One of the people's flaws was that of sinat chinam, unwarranted hatred of our fellow man. The classic story is told of a host, Kamza, who was not ready to forget the dislike of his guest, Bar Kamza, even though the guest had come to Kamza's home thinking he was forgiven. The story's pathos is the missed opportunity of civility, forgiveness and friendship. In its place, the host humiliates the person who tried to build a relationship with him. Our sages compare the act of shaming another as the equivalent of shedding blood (murder), because humiliation drains the blood from the face or fills it with redness. Rabbi Shammai, a great rabbi, humiliated a potential convert by throwing him out of his Yeshiva when the convert challenged Rabbi Shammai to tell him about Judaism while standing on one foot. When the convert came to Rabbi Hillel with the same challenge, Rabbi Hillel responded, “That which is hateful to you, don't do to another, all the rest is commentary.” “Receive everyone with joyful countenance,” he says elsewhere. Anger and impatience get the best of even the greatest among us. Moses doesn't get into the Promised Land because of it and even God, at times, is held back and talked down by the righteous. Rabbi Meir once prayed for the death of sinners. “Pray instead,” says his wife, Bruria, “ for their repentance and change, and there will not be any sinners and wickedness will cease.” Rabbi Meir admits that his wife's solution is far better.
Another of the people's flaws was the way they spoke to and about one another. Lason Hara, or evil speech, is a grave sin, even if what we say is true. Motzi Shem Ra is badmouthing another. It's not even permitted to praise a person in front of someone who dislikes that person because it will often elicit words to the contrary! These laws are not easy to follow. All the more difficult is to hold one's tongue. Our sages tell us that we have one mouth and two ears, so that we can listen twice as much as we talk, and that we have teeth and lips to restrain our tongue from what we shouldn't say. There are even rules against rebuking another. It is an important mitzvah to call out another when they are doing something contrary the the Torah, but it should be done in private so as not to embarrass them. And if one knows that it will only entrench the bad behavior, it too, should be avoided.
A passage in Psalms reads, "Mi Ha ish HaChafetz Chayyim"– "Who is the lover of life? He who guards his mouth from speaking guile.” A sage asks, “Why are these two things, living life and guarding our lips, together in a sentence and what does one have to do with the other?” He tells us that everyone is born with a budget of words–a million and a quarter–whatever. Once they are uttered, that's it. It's all over and a person dies. But the words of the Torah, of comfort, counsel and empathy–those words don't count. This is why a person who guards his speech extends his or her life (Nachalat Zvi).
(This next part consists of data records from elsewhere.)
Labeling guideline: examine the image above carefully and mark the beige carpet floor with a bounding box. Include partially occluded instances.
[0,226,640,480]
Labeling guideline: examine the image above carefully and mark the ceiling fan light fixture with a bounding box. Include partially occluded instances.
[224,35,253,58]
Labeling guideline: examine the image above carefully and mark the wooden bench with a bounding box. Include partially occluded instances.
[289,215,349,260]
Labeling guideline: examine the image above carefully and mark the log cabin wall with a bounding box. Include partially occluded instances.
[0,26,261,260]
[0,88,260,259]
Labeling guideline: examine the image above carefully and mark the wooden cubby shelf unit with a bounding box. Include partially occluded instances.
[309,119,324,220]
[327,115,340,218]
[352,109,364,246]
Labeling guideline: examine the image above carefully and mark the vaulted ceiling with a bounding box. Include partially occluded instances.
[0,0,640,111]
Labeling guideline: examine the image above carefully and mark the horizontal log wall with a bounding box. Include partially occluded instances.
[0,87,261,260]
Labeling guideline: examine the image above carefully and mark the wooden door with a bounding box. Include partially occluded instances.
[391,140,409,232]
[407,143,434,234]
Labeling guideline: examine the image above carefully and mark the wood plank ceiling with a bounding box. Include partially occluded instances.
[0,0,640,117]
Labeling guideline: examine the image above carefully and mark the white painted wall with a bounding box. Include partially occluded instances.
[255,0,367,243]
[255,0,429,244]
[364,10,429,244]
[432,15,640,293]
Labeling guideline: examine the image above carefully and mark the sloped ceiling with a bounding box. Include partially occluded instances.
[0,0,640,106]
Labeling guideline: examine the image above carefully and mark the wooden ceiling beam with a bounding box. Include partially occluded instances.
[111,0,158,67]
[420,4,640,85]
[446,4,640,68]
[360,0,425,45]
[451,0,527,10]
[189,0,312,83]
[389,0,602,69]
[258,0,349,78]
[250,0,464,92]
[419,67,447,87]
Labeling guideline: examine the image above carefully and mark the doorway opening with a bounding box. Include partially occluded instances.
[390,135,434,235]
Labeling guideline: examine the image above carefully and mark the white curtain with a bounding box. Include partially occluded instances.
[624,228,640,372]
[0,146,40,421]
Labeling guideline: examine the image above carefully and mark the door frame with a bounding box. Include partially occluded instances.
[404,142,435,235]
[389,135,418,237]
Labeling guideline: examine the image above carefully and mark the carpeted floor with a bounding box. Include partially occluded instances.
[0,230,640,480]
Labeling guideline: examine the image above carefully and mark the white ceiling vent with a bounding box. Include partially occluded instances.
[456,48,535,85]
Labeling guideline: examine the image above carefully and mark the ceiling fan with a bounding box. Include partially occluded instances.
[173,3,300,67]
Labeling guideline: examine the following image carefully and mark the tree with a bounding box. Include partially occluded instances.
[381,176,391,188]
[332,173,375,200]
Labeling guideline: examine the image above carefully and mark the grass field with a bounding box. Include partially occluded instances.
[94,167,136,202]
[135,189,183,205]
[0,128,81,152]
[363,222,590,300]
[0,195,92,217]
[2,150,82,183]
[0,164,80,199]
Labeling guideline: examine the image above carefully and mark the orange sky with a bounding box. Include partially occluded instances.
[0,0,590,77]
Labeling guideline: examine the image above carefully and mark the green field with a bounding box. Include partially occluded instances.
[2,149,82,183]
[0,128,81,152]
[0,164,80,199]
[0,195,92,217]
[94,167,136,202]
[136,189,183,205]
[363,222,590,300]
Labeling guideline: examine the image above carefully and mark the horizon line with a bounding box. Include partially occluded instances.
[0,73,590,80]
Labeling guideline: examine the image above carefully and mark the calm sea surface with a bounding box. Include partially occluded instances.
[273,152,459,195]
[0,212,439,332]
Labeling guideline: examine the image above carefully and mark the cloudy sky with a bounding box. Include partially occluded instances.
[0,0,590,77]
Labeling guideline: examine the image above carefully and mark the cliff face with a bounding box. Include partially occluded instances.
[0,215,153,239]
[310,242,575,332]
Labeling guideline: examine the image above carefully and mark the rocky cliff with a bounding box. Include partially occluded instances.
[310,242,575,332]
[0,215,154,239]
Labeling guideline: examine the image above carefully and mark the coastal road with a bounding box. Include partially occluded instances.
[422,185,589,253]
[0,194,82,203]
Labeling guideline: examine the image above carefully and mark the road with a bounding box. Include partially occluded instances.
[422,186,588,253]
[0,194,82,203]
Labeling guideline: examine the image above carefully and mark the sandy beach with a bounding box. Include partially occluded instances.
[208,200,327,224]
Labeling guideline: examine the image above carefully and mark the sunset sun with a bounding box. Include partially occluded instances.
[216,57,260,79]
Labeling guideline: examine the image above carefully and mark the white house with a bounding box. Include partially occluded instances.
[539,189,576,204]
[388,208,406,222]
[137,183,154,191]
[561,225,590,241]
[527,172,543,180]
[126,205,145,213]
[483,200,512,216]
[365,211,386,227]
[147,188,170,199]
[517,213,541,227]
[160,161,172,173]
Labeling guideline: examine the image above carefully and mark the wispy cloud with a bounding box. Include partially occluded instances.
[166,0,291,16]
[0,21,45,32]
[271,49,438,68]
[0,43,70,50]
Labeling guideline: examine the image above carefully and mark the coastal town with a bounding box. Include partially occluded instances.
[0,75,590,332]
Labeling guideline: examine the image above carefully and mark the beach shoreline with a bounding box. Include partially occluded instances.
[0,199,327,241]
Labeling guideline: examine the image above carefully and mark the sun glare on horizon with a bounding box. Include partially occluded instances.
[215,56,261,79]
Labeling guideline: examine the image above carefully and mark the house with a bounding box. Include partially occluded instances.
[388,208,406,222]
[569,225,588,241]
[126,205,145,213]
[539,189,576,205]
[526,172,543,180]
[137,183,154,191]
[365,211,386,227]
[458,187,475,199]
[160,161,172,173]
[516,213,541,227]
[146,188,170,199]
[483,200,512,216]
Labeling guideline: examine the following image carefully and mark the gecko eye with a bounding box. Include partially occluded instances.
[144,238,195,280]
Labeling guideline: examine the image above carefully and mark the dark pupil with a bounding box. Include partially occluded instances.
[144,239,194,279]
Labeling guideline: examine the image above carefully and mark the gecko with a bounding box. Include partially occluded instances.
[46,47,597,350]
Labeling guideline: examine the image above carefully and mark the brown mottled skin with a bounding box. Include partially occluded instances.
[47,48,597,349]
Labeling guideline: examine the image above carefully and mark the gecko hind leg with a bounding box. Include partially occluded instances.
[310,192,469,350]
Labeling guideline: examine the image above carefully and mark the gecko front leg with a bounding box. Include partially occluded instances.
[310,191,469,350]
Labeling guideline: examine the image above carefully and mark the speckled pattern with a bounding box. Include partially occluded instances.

I do not know if this is literally true, but it is clear that a person who is careful with speech will have more friends and confidants than one who isn't. I know that extends and enriches life.
These lessons of long ago apply doubly today, in the current atmosphere of insult and innuendo. Unfortunately, the media and the highest echelons of government and leadership have not learned these lessons. It is leading to unparalleled bipartisanism and polarization. It is affecting the way we and our children speak to one another. May we endeavor to strive toward the Jewish ideal of civility, and in so doing, help to transform the present climate as well as we can.
Please join us as we commemorate Tisha B'Av on July 21-22 and recall its lessons. May your summer days be longer, brighter and more relaxing, even as we observe our calendar's demands.